Subject: RE: BS: In every thread someone has to be last!
The XS-1 (X-1)

The designation "XS-1" stood for eXperimental Sonic. The mission of the XS-1 was to investigate the transonic speed range (speeds from just below to just above the speed of sound) and, if possible, to break the "sound barrier."

The planes (there were 3 XS-1 built) have become commonly known as X-1. Not only was it the first aircraft to travel supersonic, it was the first in a line of X aircraft leading eventually to the space shuttle. Because the U.S. was in the midst of WWII, only Bell Aircraft was able to take on the project in 1944. The configuration which was developed was a thin, straight-winged aircraft with a bullet-shaped fuselage.
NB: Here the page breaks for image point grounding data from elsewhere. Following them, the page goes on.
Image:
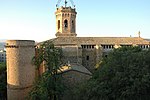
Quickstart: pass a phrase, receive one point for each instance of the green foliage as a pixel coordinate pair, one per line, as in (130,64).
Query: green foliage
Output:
(3,82)
(123,75)
(48,86)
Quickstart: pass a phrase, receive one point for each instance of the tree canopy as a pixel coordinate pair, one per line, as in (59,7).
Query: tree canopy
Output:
(48,86)
(123,75)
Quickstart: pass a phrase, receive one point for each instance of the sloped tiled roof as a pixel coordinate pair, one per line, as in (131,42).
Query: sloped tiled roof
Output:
(99,40)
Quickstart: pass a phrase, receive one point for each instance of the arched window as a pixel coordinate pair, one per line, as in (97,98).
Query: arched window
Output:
(58,24)
(72,24)
(66,24)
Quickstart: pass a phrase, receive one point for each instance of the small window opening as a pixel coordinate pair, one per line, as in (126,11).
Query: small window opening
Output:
(87,57)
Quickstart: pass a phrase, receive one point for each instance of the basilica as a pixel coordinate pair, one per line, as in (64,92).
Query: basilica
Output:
(86,51)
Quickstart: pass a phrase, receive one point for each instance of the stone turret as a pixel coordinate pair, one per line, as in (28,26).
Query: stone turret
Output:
(65,22)
(20,71)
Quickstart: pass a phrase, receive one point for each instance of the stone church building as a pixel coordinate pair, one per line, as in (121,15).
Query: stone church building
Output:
(86,51)
(80,54)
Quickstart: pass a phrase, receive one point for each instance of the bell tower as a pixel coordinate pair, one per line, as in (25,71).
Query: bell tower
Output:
(66,21)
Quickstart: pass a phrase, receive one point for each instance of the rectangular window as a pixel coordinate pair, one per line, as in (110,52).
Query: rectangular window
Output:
(87,57)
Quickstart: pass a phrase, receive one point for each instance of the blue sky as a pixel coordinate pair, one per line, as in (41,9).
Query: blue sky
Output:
(35,19)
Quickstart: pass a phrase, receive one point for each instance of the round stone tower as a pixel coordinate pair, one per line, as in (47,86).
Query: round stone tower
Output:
(20,71)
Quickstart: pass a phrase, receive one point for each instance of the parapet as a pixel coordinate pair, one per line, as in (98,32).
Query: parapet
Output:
(19,43)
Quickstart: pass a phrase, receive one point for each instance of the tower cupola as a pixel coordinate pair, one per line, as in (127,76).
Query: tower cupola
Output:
(65,21)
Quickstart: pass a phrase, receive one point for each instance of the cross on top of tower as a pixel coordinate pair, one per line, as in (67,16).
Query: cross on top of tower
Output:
(66,2)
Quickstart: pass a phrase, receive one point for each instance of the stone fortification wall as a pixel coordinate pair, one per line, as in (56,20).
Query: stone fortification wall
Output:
(20,71)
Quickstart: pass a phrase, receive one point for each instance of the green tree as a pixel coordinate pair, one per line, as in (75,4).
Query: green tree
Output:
(3,82)
(123,75)
(49,86)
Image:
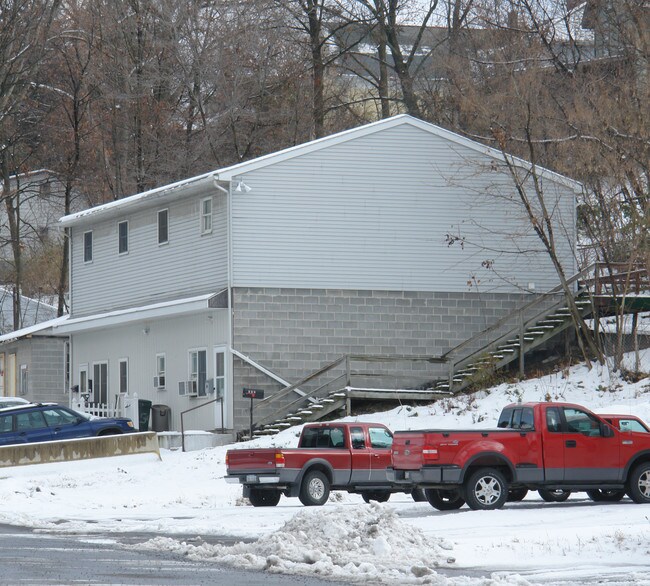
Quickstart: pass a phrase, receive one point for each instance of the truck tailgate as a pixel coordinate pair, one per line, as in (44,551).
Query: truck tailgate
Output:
(250,460)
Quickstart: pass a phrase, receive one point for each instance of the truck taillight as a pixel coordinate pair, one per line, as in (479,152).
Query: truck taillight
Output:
(429,453)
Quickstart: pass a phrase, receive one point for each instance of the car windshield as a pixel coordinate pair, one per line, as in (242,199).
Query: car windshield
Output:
(86,416)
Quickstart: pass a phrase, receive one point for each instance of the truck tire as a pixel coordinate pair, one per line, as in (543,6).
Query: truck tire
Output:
(381,496)
(418,495)
(260,497)
(554,496)
(486,489)
(606,496)
(444,499)
(638,488)
(315,489)
(516,495)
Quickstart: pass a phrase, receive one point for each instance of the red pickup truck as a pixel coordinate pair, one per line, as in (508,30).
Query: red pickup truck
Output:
(329,456)
(554,448)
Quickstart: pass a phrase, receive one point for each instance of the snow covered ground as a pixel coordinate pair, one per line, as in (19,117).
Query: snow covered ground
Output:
(399,542)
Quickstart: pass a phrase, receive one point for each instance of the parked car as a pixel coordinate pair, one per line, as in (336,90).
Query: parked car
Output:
(12,402)
(336,456)
(554,448)
(46,422)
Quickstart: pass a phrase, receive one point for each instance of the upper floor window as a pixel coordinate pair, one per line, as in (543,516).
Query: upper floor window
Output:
(124,376)
(206,215)
(159,379)
(88,246)
(123,237)
(163,226)
(198,371)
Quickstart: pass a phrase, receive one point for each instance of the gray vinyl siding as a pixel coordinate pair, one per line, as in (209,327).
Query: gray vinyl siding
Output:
(140,343)
(189,264)
(44,357)
(374,213)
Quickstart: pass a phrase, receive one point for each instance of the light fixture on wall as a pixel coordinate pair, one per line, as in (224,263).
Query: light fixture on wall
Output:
(242,187)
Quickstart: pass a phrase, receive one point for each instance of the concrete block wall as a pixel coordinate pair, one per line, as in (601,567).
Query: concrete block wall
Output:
(293,332)
(47,371)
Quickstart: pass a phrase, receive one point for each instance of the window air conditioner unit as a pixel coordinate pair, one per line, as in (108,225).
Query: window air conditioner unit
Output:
(191,387)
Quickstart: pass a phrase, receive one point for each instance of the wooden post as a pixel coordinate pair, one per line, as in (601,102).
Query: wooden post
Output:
(522,365)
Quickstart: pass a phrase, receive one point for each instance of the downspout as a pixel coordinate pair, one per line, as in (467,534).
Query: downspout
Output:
(73,370)
(229,365)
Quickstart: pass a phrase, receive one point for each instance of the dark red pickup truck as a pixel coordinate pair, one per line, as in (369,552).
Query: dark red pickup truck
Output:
(329,456)
(554,448)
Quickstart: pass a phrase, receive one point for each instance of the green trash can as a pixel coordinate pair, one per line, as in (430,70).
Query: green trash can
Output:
(144,410)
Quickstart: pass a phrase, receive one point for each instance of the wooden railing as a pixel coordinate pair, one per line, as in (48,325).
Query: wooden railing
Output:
(592,280)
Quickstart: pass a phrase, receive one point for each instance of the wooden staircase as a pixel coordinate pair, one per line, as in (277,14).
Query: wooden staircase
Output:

The XS-1 began flight testing in 1946 and eventually Chuck Yeager flew it through the sound barrier on October 14, 1947.

When Chuck Yeager broke the sound barrier, he did so over the desert of Southern California. But the beginning flights were conducted in the skies over Orlando, Florida. Eleven flight tests took place between January 19 and March 6, 1946. These preliminary tests were important to find if the XS-1 would prove to be airworthy and stable enough to reach the speed of sound.

The XS-1 were 31 feet long and had a wingspan of 28 feet. They were built of aluminum stressed-skin construction to extremely high structural standards. The XS-1 carried only enough fuel for about 5 minutes of flight and because of that, it was launched from under the wing of a B-29. For it's tests in Orlando, it was actually unpowered. The process was primarily of the XS-1 being dropped in mid-air and gliding it down to a landing.

The test pilot for all the Orlando flights of the XS-1 was Bell Aircraft pilot Jack Woolams. Woolams was born in 1917 and died at the end of 1946, less than a year after his work with the XS-1.